Previous reports have speculated that Motorola and other large companies could undercut Affymetrix by producing higher volumes of chips at a lower price-per-chip, but Schmelkin said the company is not planning to present CodeLink products “as low cost arrays.” Instead, Motorola is aiming to convince researchers with the quality of the arrays.

“As we release the performance characteristics of CodeLink they will distinguish our arrays from what’s currently available,” said Schmelkin. The company is planning to release a 10K rat array subsequent to the human array.

On the diagnostics end, Motorola has been beta-testing applications of its eSensor platform, which is comprised of a benchtop electronic detection system for DNA diagnostic probes. The system is designed to read and analyze chips with up to 37 analytes each, after the analytes are purified and amplified with PCR. One version, the eSensor 1200, reads 12 chips at a time, while the eSensor 4800 reads 48 chips at a time. The system is designed for clinical labs and even larger doctors’ offices. “It is really an ideal design not only for diagnostics now but for where we think diagnostics is going,” said Levine.
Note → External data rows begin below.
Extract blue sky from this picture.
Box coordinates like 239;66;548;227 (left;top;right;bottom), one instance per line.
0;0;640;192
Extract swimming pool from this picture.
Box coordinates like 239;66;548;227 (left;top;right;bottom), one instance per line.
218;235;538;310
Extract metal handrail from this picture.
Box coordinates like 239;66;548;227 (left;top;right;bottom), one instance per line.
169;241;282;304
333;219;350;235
Although the company developed its CyP450 assay on its own, it is pursuing partnerships with other organizations that can provide the content for a future portfolio of gene-based assays. In December, CMS unveiled the first of these partnerships, a collaboration with GeneScan AG to develop tests for genetically modified crops. The company has also discussed an academic collaboration with the UCLA molecular genetics laboratory to develop tests for genetic diseases. Motorola has “a substantial number” of other collaborations in development, which it has not yet made public, said Levine.
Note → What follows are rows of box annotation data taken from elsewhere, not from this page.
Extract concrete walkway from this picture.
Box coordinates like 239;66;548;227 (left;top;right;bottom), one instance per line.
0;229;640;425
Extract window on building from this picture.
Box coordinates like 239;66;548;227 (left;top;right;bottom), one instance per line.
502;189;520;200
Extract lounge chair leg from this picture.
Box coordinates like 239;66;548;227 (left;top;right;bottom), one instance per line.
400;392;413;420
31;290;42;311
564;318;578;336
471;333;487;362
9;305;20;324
“We are positioning ourselves as the universal platform” for DNA-based testing, Levine said. “We want to partner with people who have content.”

Motorola aims to refine the eSensor system so it can handle and amplify the sample in an automated fashion, using proprietary Motorola microfluidics technology. The company recently received a $5 million grant from the Defense Advanced Research Projects Agency to develop its microfluidic Multi-Chip-Module genetic analysis sample preparation systems.

Skeptics have noted that Motorola has been talking up CodeLink and eSensor for a long time. The company said back in October 2000 that it would be launching CodeLink in the first quarter of 2001. The company also said when it unveiled the eSensor last November that it would begin manufacturing the system in the second quarter of this year.

But Schmelkin said Motorola is already doing demonstrations for customers, testing eSensor in real labs, and planning large-scale shipments of CodeLink. “Clearly, we are very far along in both the research and diagnostic ends of the business,” she said.